At issue are several proposals the FCC is considering aimed at increasing the amount of kids TV available as broadcasters begin multicasting and as TV networks begin offering interactive links, including ones that may be aimed at marketing products to children.
Sesame Workshop, which produces Sesame Street
and is eyeing the digital transition as a source of new programming outlets and new marketing revenue, not surprisingly supports the increase in kids-TV obligations, but opposes the Center for Media Education's proposed restrictions on interactive marketing.
Instead, Sesame workshop wants "mixed" use Internet sites okayed as long as they are not "primarily intended" for e-commerce, do not provide a direct hot link from the TV screen to the e-commerce section and offer a substantial amount of "bona fide" program-related content. "Links to mixed-use Web sites that sell products associated with the program in which the links appear should be encouraged rather than prohibited," the workshop said.
CME is backing FCC suggestions that would cap the number of times children's shows can be pre-empted for sports and news events and still count toward the 3-hour weekly quota of kids' analog programming. For digital programming, pre-emptions eventually should be eliminated, the group maintained.
CME also wants the FCC to increase the amount of kids programming required when stations and cable networks multicast. Broadcasters could meet the added obligations by increasing the actual number of children's shows, funding local public-TV kids shows or providing datacasting services to local schools.
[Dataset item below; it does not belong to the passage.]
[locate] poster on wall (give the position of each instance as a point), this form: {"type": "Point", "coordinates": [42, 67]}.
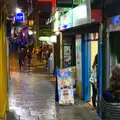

Networks also should add V-Chip codes to commercials to limit kids' exposure to "age-inappropriate promotions," CME noted.
Industry officials, by contrast, urged regulators not to increase their children's TV obligations. In addition to opposing the suggestions above, they also are fighting a proposal that would count program promotions against advertising limits during children's programming. The 1990 Children's Television Act "implicitly understood that some measure of commercial advertising was a fundamental underpinning of much of the children's television provided over cable and broadcast television," wrote the National Cable Television Association. Some broadcasters said stations would be dissuaded from adding news or public affairs channels if their kids-programming quotas were to rise.
The National Association of Broadcasters is opposing a proposal, which would be applied to DTV in general, that would require stations to post their entire public file on the Internet, including children's programming reports and letters from the public received over the last three years.